Zurück an meinem Arbeitsplatz, entdecke ich eine Mail aus der Marketingabteilung in meinem Posteingang. Absender: Tina. Vielleicht will sie sich mit mir noch einmal zur Umkleiden-Problematik von heute Morgen austauschen. Oder sie teilt mir mit, dass sie mich als ihre höchstpersönliche Kammerzofe mit an den Gardasee nehmen wird. Ich bin gespannt und lese:
»Änderungen in PowerPoint einfügen für das Meeting mit Anton Ziegler. Niesa krank.«
Netter kann man eine Mail ja kaum schreiben.
Anton Ziegler, DER Erfolgsproduzent und Regisseur, und ich darf an der Präsentation mitarbeiten. Ohhh. Ich fühle mich ja so was von geehrt. Ähm, sicher nicht! Denn es bedeutet nur, dass ich heute nicht pünktlich nach Hause gehen kann, und nächste Woche auch Überstunden machen muss. Außerdem bedeutet es, dass Tina direkten Zugriff auf – und Befehlsgewalt über mich hat, und auf diese Art von Hoheit stehe ich ganz und gar nicht. Warum muss Niesa ausgerechnet jetzt krank werden, und wieso ist sie die einzige Assistentin für das gesamte Marketing-Team?

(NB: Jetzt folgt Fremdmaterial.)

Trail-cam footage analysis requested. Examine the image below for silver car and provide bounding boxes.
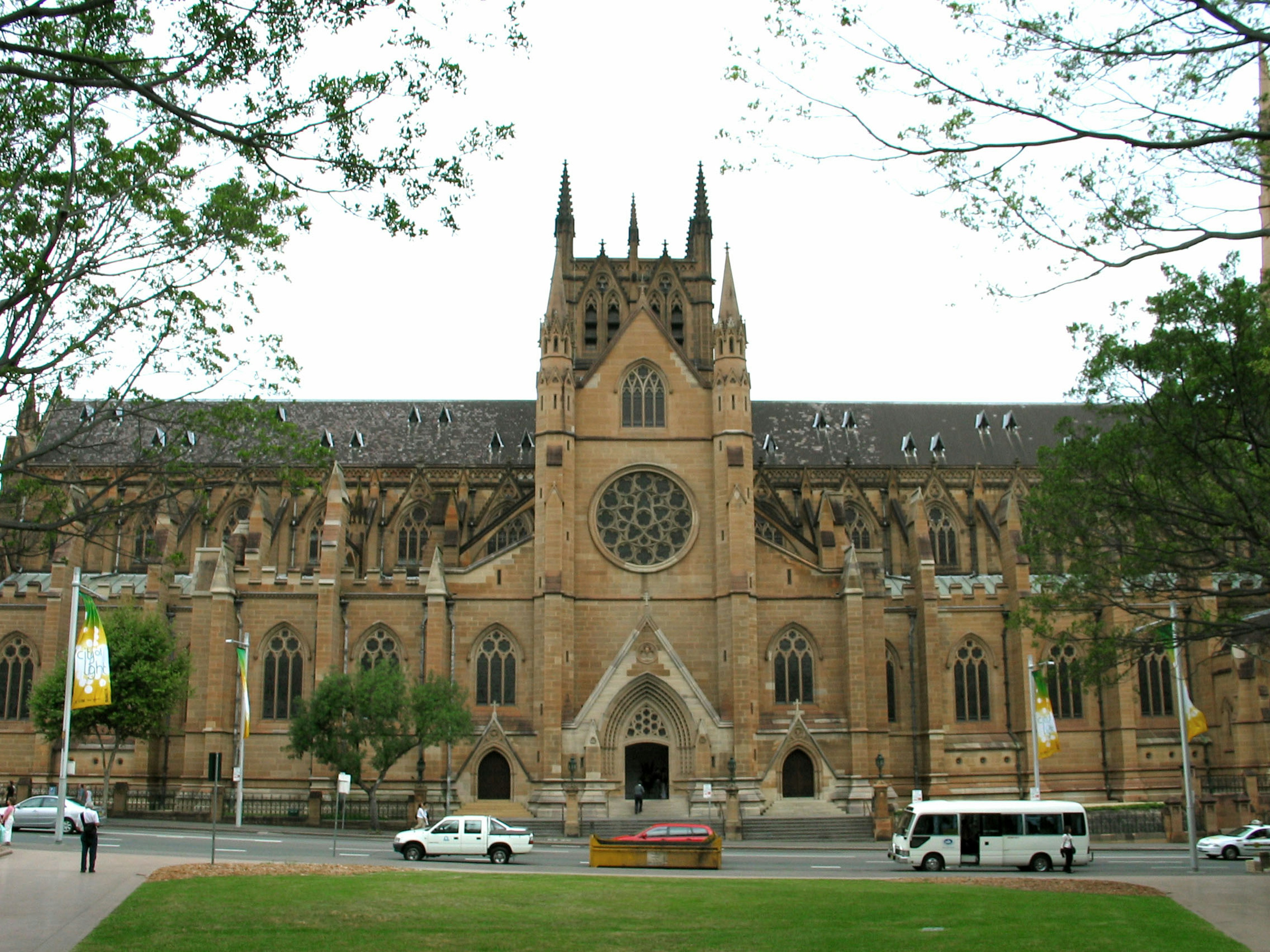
[13,796,88,834]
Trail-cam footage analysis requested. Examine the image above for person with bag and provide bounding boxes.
[0,797,15,847]
[80,807,102,872]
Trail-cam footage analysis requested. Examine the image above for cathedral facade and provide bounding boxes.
[0,169,1270,817]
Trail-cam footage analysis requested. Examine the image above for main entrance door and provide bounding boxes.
[476,750,512,800]
[781,750,815,797]
[626,744,671,800]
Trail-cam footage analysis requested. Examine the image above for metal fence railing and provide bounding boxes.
[1088,807,1164,837]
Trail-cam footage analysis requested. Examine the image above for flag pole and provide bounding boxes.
[1028,655,1040,800]
[53,566,80,843]
[1168,602,1199,872]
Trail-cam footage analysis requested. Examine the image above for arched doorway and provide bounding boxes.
[781,750,815,797]
[626,744,671,800]
[476,750,512,800]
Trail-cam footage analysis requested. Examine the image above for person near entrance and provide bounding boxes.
[80,807,102,872]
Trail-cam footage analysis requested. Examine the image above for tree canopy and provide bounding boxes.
[726,0,1270,286]
[290,662,471,829]
[30,606,189,807]
[0,0,526,548]
[1024,258,1270,661]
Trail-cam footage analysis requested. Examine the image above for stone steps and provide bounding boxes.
[741,813,872,842]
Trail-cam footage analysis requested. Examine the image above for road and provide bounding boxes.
[13,824,1243,878]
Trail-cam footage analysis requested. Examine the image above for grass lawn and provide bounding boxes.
[77,871,1245,952]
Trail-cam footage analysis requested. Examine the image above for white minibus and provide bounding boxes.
[889,800,1093,872]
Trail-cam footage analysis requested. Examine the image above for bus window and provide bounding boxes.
[1063,813,1084,837]
[1024,813,1063,837]
[895,810,913,837]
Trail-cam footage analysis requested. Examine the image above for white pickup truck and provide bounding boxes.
[393,816,533,863]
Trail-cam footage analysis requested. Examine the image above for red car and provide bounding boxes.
[614,824,714,843]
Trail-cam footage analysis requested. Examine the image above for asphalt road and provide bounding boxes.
[13,824,1243,878]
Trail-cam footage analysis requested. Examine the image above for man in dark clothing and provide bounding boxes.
[80,807,102,872]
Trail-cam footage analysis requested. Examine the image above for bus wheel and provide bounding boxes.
[1028,853,1054,872]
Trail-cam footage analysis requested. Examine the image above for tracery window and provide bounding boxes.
[476,632,516,704]
[582,301,599,346]
[842,505,872,548]
[1138,645,1173,717]
[928,505,957,566]
[622,363,665,426]
[263,630,305,721]
[754,515,789,548]
[596,470,692,569]
[1049,645,1084,717]
[0,635,36,721]
[952,639,991,721]
[398,505,428,565]
[626,706,668,737]
[485,513,532,555]
[361,628,401,671]
[775,631,815,704]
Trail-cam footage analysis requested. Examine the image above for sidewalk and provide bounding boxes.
[0,837,173,952]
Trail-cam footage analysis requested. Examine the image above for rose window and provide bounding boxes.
[596,470,694,569]
[626,707,665,737]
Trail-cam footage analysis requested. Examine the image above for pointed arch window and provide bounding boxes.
[360,628,401,671]
[622,363,665,426]
[1049,645,1084,718]
[952,639,992,721]
[1138,645,1173,717]
[398,505,428,565]
[774,631,815,704]
[476,632,516,704]
[0,635,36,721]
[605,301,622,341]
[485,513,532,555]
[928,505,957,569]
[263,628,305,721]
[842,505,872,548]
[582,301,599,348]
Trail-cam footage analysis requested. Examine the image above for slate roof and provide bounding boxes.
[752,400,1092,466]
[42,400,1088,466]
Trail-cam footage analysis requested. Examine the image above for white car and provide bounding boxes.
[393,816,533,863]
[13,796,88,834]
[1195,821,1270,859]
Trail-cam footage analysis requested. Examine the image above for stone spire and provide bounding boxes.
[555,161,574,260]
[719,246,741,326]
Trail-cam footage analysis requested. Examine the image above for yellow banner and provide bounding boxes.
[71,598,110,711]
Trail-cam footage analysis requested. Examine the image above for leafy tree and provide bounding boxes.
[291,664,471,830]
[725,0,1270,286]
[0,0,525,548]
[1021,257,1270,668]
[30,606,189,806]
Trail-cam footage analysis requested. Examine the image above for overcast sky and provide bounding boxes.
[247,0,1239,404]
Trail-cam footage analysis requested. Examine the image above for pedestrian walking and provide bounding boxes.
[0,797,14,847]
[1058,826,1076,873]
[80,807,102,872]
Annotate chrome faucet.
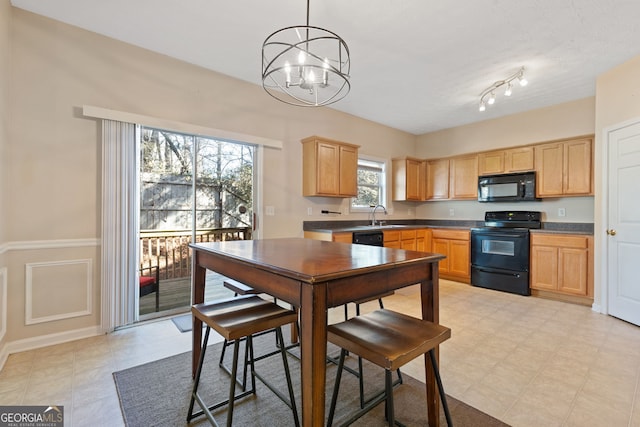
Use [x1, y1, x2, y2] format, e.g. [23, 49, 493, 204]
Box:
[371, 205, 387, 227]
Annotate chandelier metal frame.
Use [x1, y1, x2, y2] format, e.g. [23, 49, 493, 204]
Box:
[262, 0, 351, 107]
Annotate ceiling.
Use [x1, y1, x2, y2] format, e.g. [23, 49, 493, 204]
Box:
[11, 0, 640, 135]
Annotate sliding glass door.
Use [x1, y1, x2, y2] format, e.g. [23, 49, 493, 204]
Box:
[139, 127, 256, 319]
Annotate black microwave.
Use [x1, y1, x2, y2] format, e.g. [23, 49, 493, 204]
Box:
[478, 172, 539, 202]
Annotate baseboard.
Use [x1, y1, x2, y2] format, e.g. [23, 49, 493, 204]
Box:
[0, 326, 104, 370]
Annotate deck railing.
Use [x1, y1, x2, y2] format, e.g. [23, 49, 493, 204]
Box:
[140, 227, 251, 281]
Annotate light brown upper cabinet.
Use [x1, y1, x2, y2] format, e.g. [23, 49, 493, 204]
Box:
[392, 157, 425, 201]
[425, 159, 449, 200]
[449, 154, 478, 199]
[478, 146, 534, 175]
[535, 138, 593, 197]
[302, 136, 360, 197]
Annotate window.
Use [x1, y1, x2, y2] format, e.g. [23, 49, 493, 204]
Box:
[351, 158, 386, 211]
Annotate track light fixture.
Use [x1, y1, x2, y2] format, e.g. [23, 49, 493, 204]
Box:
[478, 67, 529, 111]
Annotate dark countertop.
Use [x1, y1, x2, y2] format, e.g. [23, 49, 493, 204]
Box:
[303, 219, 593, 235]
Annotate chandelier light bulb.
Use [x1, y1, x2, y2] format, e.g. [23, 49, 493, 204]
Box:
[284, 61, 291, 87]
[504, 83, 511, 96]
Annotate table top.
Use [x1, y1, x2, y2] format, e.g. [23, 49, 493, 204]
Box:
[189, 238, 444, 283]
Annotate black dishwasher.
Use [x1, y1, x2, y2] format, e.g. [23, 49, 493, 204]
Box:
[351, 230, 384, 246]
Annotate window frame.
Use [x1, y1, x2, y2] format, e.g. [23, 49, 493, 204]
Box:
[349, 154, 389, 213]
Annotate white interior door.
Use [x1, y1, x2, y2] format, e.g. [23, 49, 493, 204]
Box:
[606, 121, 640, 325]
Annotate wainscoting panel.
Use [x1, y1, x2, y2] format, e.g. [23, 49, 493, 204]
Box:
[25, 259, 93, 325]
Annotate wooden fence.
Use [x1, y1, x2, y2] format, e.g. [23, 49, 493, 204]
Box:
[140, 227, 251, 281]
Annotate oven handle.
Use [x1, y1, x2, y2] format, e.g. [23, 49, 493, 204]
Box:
[475, 267, 520, 277]
[471, 231, 529, 238]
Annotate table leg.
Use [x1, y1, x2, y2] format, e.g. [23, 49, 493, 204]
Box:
[300, 283, 327, 427]
[420, 262, 440, 427]
[191, 260, 207, 378]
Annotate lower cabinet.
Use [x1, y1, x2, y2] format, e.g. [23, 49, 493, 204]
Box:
[530, 233, 593, 304]
[431, 228, 471, 283]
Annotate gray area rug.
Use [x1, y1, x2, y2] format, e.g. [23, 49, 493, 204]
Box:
[113, 332, 507, 427]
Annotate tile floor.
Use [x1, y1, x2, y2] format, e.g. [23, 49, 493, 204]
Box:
[0, 280, 640, 427]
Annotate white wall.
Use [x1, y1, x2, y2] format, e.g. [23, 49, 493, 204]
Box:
[594, 56, 640, 311]
[0, 0, 12, 366]
[0, 7, 415, 347]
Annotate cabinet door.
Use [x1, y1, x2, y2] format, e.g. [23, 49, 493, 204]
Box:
[400, 230, 417, 251]
[393, 159, 425, 201]
[416, 229, 431, 252]
[558, 248, 588, 296]
[505, 147, 534, 172]
[311, 142, 340, 196]
[426, 159, 449, 200]
[530, 245, 558, 291]
[535, 143, 564, 197]
[449, 240, 471, 278]
[563, 139, 592, 195]
[449, 155, 478, 199]
[478, 150, 505, 175]
[432, 237, 449, 274]
[406, 159, 424, 201]
[338, 145, 358, 197]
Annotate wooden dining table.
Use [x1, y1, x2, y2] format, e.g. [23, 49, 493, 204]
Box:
[189, 238, 444, 426]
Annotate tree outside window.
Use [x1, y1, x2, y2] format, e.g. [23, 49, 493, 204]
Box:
[351, 159, 386, 210]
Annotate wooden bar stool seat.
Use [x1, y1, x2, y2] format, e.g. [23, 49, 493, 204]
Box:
[222, 279, 260, 296]
[187, 295, 300, 426]
[327, 309, 452, 426]
[218, 278, 298, 384]
[327, 291, 402, 408]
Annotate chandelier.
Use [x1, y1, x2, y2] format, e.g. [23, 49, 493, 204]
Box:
[262, 0, 351, 107]
[478, 67, 529, 111]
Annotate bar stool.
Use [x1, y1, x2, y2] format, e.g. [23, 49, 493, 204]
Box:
[187, 295, 300, 426]
[218, 279, 262, 390]
[327, 291, 402, 408]
[327, 309, 453, 426]
[218, 278, 298, 390]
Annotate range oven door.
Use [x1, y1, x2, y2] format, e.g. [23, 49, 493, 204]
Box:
[471, 229, 529, 272]
[471, 229, 530, 295]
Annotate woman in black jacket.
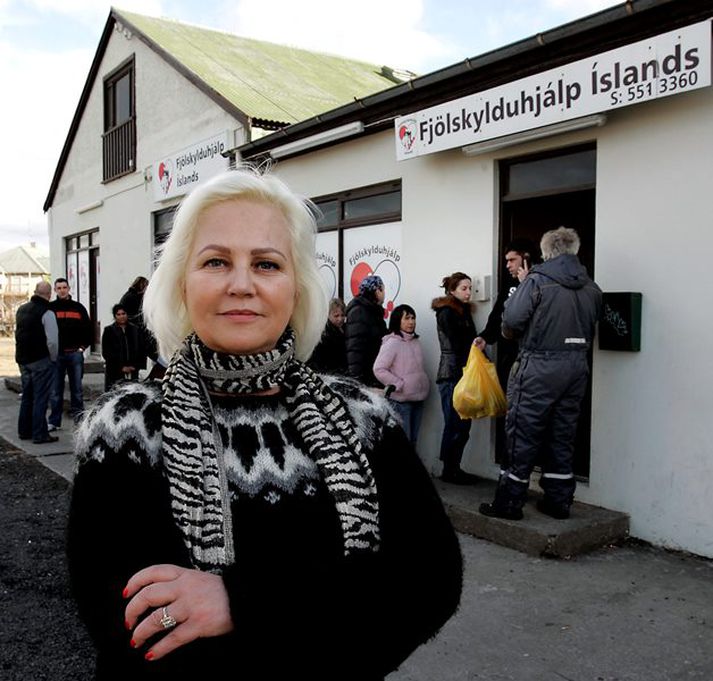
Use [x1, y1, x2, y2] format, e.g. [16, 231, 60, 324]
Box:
[431, 272, 477, 485]
[307, 298, 347, 376]
[102, 303, 146, 390]
[346, 274, 386, 388]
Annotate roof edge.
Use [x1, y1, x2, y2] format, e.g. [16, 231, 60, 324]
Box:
[112, 8, 250, 128]
[42, 7, 258, 213]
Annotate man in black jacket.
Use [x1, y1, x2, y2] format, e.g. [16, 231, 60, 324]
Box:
[49, 277, 94, 431]
[480, 227, 602, 520]
[344, 274, 386, 388]
[475, 239, 539, 468]
[15, 281, 58, 444]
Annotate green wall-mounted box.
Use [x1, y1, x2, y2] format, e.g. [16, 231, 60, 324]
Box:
[599, 291, 642, 352]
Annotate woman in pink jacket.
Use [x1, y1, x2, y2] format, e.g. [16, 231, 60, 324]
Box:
[374, 305, 430, 446]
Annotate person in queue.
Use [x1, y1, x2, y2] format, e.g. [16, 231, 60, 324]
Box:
[374, 305, 431, 447]
[479, 227, 602, 520]
[102, 303, 146, 390]
[345, 274, 386, 388]
[68, 169, 462, 681]
[307, 298, 347, 376]
[431, 272, 478, 485]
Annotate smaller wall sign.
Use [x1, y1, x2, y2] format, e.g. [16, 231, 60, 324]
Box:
[153, 130, 229, 201]
[394, 20, 711, 161]
[599, 292, 642, 352]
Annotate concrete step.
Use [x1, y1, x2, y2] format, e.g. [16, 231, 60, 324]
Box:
[84, 355, 104, 375]
[5, 369, 104, 407]
[435, 480, 629, 558]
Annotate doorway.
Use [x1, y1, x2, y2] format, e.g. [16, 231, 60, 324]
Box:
[496, 145, 596, 479]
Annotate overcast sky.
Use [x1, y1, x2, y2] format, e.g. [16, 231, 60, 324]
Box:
[0, 0, 619, 251]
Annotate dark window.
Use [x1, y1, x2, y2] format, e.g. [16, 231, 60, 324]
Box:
[102, 57, 136, 182]
[503, 148, 597, 201]
[153, 206, 178, 257]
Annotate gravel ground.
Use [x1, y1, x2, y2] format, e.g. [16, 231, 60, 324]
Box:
[0, 336, 20, 376]
[0, 438, 94, 681]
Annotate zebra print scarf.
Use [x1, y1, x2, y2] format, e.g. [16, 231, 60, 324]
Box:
[161, 328, 379, 572]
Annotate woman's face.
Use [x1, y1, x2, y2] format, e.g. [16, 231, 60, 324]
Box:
[184, 199, 297, 355]
[401, 312, 416, 333]
[329, 307, 346, 329]
[451, 279, 473, 303]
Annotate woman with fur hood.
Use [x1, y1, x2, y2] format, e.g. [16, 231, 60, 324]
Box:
[431, 272, 478, 485]
[344, 274, 386, 388]
[374, 305, 430, 447]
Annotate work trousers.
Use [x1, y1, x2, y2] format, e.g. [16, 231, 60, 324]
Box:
[438, 381, 473, 472]
[498, 351, 589, 508]
[49, 350, 84, 428]
[17, 357, 55, 442]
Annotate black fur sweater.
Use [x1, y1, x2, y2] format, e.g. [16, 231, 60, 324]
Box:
[68, 380, 461, 681]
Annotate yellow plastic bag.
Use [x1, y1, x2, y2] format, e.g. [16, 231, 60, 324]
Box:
[453, 345, 507, 419]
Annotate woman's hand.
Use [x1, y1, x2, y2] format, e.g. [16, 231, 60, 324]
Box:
[123, 565, 234, 660]
[517, 258, 530, 283]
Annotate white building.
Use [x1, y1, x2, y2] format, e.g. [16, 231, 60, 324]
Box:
[44, 10, 411, 343]
[237, 0, 713, 557]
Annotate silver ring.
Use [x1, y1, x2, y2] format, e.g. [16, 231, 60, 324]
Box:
[161, 606, 178, 629]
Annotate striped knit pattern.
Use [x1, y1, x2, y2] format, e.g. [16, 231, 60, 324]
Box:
[162, 329, 379, 571]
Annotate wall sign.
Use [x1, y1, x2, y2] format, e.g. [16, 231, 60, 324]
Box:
[394, 21, 711, 161]
[342, 222, 402, 317]
[599, 292, 642, 352]
[152, 130, 229, 201]
[316, 230, 339, 299]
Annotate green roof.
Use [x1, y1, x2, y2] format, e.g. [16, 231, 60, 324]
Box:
[114, 8, 413, 125]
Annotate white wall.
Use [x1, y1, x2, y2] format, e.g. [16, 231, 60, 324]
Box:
[48, 27, 243, 324]
[591, 88, 713, 556]
[276, 88, 713, 556]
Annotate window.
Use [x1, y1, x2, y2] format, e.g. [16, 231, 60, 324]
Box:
[153, 206, 178, 249]
[312, 180, 401, 302]
[102, 57, 136, 182]
[502, 146, 597, 201]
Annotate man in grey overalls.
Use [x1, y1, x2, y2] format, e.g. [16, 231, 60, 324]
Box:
[480, 227, 602, 520]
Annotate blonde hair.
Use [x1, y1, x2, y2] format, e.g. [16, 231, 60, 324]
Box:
[540, 227, 579, 260]
[143, 167, 327, 360]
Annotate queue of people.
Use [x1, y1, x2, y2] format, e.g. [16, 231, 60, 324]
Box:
[68, 170, 462, 681]
[319, 227, 601, 520]
[16, 163, 602, 681]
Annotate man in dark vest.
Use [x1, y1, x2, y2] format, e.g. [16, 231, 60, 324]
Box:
[480, 227, 602, 520]
[49, 277, 94, 424]
[15, 281, 58, 444]
[474, 239, 539, 470]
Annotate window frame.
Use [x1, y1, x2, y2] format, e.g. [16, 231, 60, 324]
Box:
[312, 179, 403, 232]
[311, 178, 403, 299]
[102, 54, 137, 183]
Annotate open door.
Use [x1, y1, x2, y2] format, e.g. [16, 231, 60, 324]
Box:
[497, 146, 596, 478]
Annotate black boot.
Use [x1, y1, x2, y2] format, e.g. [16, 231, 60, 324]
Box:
[441, 468, 480, 485]
[478, 475, 524, 520]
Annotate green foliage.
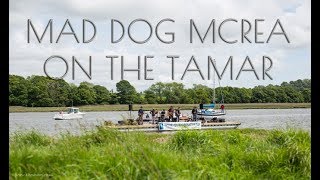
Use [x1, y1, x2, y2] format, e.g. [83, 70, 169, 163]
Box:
[9, 129, 311, 179]
[9, 75, 311, 107]
[116, 80, 138, 104]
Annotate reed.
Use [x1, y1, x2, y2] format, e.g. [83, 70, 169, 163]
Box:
[9, 126, 311, 179]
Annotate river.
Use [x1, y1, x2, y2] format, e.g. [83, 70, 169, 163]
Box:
[9, 108, 311, 135]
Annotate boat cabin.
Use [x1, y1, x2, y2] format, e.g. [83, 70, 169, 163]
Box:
[68, 107, 79, 114]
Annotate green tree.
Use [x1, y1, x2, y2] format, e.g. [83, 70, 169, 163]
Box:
[116, 80, 137, 104]
[77, 82, 96, 105]
[9, 75, 30, 106]
[93, 85, 110, 104]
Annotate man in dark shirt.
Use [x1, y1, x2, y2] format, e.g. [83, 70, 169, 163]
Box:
[138, 106, 143, 125]
[191, 107, 197, 121]
[150, 109, 156, 124]
[175, 107, 181, 122]
[168, 106, 174, 121]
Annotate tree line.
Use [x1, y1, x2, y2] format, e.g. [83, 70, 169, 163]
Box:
[9, 75, 311, 107]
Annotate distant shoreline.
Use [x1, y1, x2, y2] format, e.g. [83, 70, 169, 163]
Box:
[9, 103, 311, 113]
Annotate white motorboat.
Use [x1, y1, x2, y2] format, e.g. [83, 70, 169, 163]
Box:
[53, 107, 85, 120]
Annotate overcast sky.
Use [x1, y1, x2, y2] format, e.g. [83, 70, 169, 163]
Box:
[9, 0, 311, 91]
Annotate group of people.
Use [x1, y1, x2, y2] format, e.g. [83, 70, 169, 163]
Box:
[138, 106, 181, 124]
[138, 105, 224, 124]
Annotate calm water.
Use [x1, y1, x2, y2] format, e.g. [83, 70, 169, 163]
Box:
[9, 109, 311, 135]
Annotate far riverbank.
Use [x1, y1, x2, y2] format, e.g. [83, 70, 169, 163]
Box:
[9, 103, 311, 113]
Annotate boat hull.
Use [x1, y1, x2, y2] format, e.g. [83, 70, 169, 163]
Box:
[53, 114, 84, 120]
[107, 121, 241, 132]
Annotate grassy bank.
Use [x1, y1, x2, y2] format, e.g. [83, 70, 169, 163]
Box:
[9, 128, 311, 179]
[9, 103, 311, 112]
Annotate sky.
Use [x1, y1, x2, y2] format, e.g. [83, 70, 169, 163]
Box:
[9, 0, 311, 91]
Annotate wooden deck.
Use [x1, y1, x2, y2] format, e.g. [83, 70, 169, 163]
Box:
[108, 122, 241, 132]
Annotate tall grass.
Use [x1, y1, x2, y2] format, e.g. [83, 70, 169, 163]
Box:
[9, 127, 311, 179]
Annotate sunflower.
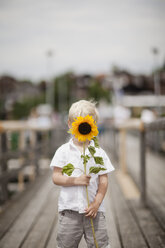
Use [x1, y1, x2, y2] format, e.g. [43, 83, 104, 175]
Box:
[70, 115, 98, 142]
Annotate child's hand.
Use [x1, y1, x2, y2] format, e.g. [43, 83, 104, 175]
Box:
[85, 201, 99, 218]
[75, 174, 91, 186]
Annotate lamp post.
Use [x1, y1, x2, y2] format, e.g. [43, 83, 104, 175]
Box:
[46, 50, 54, 107]
[152, 47, 161, 116]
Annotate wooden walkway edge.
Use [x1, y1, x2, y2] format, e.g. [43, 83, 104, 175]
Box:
[0, 172, 165, 248]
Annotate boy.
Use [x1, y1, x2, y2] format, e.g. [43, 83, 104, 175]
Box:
[50, 100, 114, 248]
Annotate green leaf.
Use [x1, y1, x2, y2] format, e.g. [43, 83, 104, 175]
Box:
[88, 146, 96, 157]
[89, 166, 106, 174]
[92, 137, 100, 148]
[62, 164, 75, 176]
[81, 155, 90, 164]
[93, 157, 104, 165]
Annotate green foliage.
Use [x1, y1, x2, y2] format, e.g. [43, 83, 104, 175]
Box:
[88, 79, 111, 103]
[88, 146, 96, 157]
[89, 166, 106, 174]
[92, 137, 100, 148]
[62, 163, 75, 176]
[81, 155, 90, 164]
[94, 157, 104, 165]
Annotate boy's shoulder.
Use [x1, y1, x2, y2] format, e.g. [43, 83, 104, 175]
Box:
[57, 142, 69, 151]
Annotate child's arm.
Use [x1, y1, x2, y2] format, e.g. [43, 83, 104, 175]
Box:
[52, 167, 91, 186]
[85, 174, 108, 218]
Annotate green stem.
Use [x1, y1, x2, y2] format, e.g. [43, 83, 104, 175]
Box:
[83, 142, 99, 248]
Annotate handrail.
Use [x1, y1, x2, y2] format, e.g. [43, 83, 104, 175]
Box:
[114, 118, 165, 206]
[0, 121, 67, 202]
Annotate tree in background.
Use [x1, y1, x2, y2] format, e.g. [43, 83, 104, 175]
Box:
[88, 78, 111, 103]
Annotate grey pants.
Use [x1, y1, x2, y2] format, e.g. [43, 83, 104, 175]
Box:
[57, 210, 110, 248]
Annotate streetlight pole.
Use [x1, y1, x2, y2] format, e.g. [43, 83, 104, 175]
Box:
[152, 47, 161, 116]
[46, 50, 54, 107]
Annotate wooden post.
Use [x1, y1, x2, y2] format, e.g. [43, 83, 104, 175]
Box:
[119, 129, 127, 173]
[140, 128, 147, 206]
[0, 132, 9, 201]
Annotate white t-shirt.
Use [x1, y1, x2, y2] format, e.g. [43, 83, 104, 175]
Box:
[50, 139, 114, 213]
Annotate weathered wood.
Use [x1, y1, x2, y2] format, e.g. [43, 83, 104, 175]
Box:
[21, 186, 59, 248]
[110, 177, 148, 248]
[105, 180, 122, 248]
[129, 200, 165, 248]
[0, 173, 53, 248]
[140, 130, 147, 206]
[0, 173, 49, 239]
[119, 129, 127, 173]
[0, 133, 9, 201]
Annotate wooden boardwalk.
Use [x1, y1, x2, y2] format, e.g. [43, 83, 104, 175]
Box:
[0, 167, 165, 248]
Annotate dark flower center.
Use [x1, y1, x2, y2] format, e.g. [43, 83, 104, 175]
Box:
[78, 122, 91, 134]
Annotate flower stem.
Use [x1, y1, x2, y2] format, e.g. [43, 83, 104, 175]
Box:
[83, 142, 99, 248]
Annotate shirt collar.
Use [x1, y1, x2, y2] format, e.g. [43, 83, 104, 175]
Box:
[69, 137, 94, 154]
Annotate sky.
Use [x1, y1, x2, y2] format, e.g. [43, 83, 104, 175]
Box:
[0, 0, 165, 80]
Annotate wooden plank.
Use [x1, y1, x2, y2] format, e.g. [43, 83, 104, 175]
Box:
[110, 177, 148, 248]
[0, 173, 53, 248]
[21, 186, 59, 248]
[129, 200, 165, 248]
[46, 215, 58, 248]
[105, 180, 122, 248]
[0, 173, 50, 239]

Ich scrolle und scrolle durch Tinas Mail, und es dauert eine halbe Ewigkeit, bis ich am Ende der Liste mit den Änderungen angekommen bin. Wäre es nicht viel schneller gegangen, sie hätte diese direkt selbst in die Präsentation eingetragen, anstatt sie mir mühsam aufzulisten und zu erklären? Ich habe wirklich keine Ahnung, was in dieser Frau vorgeht. Wahrscheinlich erlaubt es der Status einer Senior Product Managerin nicht, selbst Änderungen an Präsentationen vorzunehmen. Ihre Ladyschaft hat dafür ihre Bediensteten. Aber es macht ja keinen Sinn, zu murren. Ich füge mich der Anordnung und begebe mich in den Bearbeitungsmodus.
Blink. Blink. Blink. Weitere 25 Mails mit Änderungs- und Diagrammerstellungswünschen, die ich bis Montagvormittag erledigen soll. Das wird heute ein laaaanger Abend, den ich nicht wie geplant mit Tim verbringen werde, sondern im Büro. Wenigstens kann ich ein bisschen angeben und ihm erzählen, dass ich an einer Präsentation für Anton Zieglers neuen Film mitarbeite. Dass es sich dabei nur um angewiesene Änderungen handelt, muss er ja nicht wissen.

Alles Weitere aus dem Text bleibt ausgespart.